Algumas iniciativas já têm sido feitas nesse sentido, em especial por movimentos sindicais. Deputados têm sido alvo, por exemplo, de protestos em aeroportos, como o que ocorreu nos dias 1 e 2 de fevereiro em Brasília, no Aeroporto Juscelino Kubitschek, e em Porto Alegre na manhã desta segunda (20), no Salgado Filho. No interior do Brasil, trabalhadores rurais vem fazendo um trabalho junto a vereadores de algumas cidades para fazer pressão contra a aprovação da PEC 287. A tática justifica-se pelo fato de muitos deputados federais elegerem-se graças ao trabalho de base feito por lideranças locais em diversos municípios.


Obviamente é necessário guardar as muitas diferenças entre o cenário e o sistema político dos EUA em relação ao que existe no Brasil. Um dos pontos que faz a possibilidade de pressão lá ser maior é a duração do mandato dos deputados, escolhidos a cada dois anos, o que faz com que estejam em constante trabalho de reeleição. No entanto, o momento que o governo Temer tem para aprovar sua proposta de “reforma” é o ano anterior ao processo eleitoral. Quanto mais próximo o parlamentar brasileiro se sentir do eleitor, mais vai pesar a sua mão na hora de ter que escolher se retira ou não direitos do trabalhador.

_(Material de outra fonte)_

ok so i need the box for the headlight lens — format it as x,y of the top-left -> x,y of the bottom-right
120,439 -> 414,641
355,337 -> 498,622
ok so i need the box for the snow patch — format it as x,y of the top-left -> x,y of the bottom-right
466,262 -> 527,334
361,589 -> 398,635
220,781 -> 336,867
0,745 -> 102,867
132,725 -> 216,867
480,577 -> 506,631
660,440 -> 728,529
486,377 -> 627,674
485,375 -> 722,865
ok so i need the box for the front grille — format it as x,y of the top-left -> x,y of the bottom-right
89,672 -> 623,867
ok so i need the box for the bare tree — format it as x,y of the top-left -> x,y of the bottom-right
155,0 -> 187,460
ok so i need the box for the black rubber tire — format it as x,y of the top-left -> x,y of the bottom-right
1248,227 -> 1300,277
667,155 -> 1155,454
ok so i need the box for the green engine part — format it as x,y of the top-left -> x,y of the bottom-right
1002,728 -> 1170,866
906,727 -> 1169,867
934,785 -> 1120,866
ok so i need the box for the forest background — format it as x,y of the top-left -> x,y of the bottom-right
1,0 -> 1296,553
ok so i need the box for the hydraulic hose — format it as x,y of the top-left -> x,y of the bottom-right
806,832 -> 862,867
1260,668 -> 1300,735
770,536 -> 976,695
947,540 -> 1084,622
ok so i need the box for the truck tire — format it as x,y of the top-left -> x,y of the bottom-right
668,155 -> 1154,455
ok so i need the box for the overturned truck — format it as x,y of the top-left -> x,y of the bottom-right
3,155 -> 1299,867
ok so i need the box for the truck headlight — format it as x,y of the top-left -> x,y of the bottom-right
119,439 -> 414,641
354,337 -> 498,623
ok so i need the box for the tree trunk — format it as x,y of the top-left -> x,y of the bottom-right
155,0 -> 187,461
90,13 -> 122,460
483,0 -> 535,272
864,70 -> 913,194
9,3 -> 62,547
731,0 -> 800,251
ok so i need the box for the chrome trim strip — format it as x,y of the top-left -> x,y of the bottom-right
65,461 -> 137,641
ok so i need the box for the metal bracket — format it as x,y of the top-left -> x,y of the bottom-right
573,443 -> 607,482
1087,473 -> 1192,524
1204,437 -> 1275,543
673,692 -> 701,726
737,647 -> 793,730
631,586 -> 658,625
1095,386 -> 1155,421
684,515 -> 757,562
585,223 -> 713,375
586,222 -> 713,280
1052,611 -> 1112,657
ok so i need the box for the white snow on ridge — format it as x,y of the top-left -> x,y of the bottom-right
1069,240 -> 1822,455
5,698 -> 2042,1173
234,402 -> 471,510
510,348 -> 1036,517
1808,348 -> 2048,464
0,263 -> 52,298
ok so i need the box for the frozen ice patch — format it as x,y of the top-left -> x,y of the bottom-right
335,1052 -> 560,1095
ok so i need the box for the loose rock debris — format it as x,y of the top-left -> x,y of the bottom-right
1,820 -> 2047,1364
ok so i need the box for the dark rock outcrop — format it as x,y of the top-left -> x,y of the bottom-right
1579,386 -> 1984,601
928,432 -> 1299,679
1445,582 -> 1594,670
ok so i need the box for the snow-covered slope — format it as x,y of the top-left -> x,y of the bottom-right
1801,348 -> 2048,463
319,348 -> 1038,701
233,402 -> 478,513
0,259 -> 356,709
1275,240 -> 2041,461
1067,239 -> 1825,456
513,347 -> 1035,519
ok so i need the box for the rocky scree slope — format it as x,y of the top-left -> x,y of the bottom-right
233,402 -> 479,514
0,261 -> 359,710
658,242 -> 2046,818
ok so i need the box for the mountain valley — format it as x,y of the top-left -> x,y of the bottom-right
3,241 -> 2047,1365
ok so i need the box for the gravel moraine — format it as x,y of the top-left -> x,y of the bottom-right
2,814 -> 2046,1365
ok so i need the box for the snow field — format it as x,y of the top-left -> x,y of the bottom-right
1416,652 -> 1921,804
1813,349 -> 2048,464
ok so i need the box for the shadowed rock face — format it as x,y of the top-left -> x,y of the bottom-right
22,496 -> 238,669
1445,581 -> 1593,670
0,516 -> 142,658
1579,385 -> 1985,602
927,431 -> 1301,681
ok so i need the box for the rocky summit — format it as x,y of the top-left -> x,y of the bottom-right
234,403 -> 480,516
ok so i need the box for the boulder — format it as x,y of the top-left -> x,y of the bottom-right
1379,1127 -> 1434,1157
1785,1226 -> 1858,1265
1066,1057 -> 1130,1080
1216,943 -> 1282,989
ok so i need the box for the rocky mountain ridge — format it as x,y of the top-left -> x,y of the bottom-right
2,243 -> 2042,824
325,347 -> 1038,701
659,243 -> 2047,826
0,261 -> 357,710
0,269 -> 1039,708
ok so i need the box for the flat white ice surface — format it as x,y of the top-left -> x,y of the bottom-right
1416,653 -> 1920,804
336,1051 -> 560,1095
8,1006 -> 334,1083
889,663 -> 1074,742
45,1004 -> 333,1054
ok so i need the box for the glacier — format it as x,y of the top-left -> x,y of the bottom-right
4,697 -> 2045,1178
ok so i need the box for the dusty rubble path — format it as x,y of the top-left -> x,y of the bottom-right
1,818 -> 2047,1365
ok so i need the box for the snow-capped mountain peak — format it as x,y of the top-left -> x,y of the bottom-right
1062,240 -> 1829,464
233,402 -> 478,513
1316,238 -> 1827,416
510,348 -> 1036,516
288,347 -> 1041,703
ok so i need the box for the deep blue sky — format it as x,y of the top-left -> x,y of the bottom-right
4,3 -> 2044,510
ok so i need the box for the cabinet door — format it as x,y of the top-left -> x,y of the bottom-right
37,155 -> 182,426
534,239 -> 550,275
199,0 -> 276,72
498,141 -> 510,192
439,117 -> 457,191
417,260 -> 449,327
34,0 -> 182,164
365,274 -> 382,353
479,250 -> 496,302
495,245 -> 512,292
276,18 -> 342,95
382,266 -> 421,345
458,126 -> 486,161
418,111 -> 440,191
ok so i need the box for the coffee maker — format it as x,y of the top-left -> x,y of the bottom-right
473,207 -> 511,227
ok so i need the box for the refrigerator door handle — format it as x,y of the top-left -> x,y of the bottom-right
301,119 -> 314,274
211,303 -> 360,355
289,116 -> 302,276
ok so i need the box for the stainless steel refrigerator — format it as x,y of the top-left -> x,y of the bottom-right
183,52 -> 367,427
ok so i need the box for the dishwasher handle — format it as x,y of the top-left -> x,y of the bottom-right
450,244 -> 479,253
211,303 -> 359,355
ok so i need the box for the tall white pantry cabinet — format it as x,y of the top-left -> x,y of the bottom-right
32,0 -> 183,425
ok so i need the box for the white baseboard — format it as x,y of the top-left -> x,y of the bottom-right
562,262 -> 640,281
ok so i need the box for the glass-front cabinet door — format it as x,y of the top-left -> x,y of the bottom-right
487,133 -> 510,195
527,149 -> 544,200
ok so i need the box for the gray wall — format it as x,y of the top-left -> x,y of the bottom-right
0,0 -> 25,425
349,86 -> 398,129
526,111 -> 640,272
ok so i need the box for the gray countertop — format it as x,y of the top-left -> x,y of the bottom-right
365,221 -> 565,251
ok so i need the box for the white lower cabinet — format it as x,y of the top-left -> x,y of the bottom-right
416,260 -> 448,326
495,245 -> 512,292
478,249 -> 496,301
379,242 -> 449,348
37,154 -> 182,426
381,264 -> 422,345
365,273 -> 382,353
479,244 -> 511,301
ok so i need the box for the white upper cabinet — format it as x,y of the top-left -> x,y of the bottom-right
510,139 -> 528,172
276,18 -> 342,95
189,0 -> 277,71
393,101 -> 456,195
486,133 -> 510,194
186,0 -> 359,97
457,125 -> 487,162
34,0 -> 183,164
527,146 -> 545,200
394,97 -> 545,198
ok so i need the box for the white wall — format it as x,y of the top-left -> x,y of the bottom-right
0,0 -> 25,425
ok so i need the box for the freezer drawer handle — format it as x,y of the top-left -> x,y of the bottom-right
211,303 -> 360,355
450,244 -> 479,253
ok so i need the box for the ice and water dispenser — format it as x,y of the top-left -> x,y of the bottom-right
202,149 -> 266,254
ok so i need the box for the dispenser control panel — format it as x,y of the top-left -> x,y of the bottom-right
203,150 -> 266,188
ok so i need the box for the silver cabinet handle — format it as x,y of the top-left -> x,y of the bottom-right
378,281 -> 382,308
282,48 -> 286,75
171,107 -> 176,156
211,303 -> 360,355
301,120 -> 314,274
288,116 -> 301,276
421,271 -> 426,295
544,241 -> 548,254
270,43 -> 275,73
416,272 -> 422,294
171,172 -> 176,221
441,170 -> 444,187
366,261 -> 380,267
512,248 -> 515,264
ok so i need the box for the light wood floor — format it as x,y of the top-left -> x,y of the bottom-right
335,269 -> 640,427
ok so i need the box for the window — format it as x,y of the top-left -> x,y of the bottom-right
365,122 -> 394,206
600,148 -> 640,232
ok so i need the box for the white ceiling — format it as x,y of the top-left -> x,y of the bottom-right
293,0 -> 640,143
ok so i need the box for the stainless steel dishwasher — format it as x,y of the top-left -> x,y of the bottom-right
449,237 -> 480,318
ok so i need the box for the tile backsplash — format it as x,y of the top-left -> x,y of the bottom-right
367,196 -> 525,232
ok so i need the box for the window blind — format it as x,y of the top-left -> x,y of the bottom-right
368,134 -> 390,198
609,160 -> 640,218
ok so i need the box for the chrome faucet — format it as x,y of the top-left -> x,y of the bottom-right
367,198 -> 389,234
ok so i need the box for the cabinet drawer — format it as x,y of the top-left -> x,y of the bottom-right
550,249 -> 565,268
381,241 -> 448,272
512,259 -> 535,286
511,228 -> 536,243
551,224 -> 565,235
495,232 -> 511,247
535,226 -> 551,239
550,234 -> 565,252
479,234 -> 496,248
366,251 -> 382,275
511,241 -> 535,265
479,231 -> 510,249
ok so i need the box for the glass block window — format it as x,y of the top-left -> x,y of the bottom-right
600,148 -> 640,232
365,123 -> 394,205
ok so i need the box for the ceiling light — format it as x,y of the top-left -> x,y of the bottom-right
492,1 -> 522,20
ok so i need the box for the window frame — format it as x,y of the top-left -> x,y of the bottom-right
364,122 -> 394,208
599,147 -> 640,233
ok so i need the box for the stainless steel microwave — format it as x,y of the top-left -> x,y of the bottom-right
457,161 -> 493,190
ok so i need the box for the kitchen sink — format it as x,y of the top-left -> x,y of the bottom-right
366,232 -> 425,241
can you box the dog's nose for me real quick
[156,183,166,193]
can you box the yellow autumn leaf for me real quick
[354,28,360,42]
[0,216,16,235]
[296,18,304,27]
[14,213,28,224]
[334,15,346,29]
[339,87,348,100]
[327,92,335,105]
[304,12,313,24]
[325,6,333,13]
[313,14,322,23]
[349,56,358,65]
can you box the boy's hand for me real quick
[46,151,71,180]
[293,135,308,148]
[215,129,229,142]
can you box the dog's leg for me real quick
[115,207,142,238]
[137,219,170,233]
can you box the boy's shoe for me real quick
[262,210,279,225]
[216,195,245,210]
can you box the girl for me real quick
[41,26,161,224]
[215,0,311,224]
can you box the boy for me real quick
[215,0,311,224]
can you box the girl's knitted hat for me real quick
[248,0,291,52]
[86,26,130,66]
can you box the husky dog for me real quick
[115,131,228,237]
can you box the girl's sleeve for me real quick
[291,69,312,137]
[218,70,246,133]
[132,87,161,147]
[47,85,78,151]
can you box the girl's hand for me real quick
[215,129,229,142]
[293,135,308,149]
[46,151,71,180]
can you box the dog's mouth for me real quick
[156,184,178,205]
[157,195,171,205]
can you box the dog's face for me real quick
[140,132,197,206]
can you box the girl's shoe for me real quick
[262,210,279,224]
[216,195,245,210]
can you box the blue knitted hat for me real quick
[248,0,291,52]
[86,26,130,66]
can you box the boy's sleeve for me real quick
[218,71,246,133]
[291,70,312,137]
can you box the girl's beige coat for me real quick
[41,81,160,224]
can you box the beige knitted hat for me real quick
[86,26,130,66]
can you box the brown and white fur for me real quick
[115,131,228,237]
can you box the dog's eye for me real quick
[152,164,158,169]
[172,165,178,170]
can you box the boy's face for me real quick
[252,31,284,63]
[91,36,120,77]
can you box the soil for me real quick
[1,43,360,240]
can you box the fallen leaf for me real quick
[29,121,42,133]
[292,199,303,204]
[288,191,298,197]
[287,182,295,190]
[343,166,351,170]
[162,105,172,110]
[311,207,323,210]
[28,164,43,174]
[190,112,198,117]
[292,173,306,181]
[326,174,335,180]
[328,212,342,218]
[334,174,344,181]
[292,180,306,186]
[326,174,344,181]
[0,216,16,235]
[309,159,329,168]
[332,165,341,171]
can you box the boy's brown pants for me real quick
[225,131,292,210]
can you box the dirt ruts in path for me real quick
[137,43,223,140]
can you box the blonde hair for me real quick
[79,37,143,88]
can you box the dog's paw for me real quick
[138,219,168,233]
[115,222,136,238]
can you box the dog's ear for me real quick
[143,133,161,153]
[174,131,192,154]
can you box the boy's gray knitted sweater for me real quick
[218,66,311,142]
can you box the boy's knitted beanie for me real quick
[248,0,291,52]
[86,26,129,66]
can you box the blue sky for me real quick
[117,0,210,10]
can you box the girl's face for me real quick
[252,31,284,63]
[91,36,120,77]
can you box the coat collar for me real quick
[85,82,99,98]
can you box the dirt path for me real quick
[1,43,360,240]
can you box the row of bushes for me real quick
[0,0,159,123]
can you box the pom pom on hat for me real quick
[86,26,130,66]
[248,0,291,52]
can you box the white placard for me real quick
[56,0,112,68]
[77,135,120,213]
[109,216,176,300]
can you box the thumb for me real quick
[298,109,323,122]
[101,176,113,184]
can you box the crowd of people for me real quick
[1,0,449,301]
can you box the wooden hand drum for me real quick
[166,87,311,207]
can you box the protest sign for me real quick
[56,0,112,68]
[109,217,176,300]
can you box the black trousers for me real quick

O que a experiência do Indivisible mostra também é a importância de se fazer uma junção da capacidade de mobilização de diversas entidades e movimentos com o conhecimento de pessoas que já trabalharam no Congresso Nacional. Para traçar uma estratégia de amplo alcance e que seja efetiva, ainda mais levando-se em conta o curto prazo que o governo quer impor à tramitação da PEC 287, tal união seria fundamental.


Toda a estratégia do Planalto, desde propor a PEC no mês de dezembro, de tradicional baixa intensidade política, até a pressa com que tem tentado conduzir o processo, tem como objetivo tentar evitar que a população se informe a respeito dos imensos prejuízos sociais embutidos em sua proposta de “reforma”, evitando assim sua reação.



As pesquisas, contudo, já mostram a rejeição da sociedade às alterações pretendidas pelo governo. Resta que sua voz chegue, em alto e bom som, aos ouvidos dos parlamentares. Com uma eleição marcada para ano que vem, dificilmente poderão se fazer de surdos.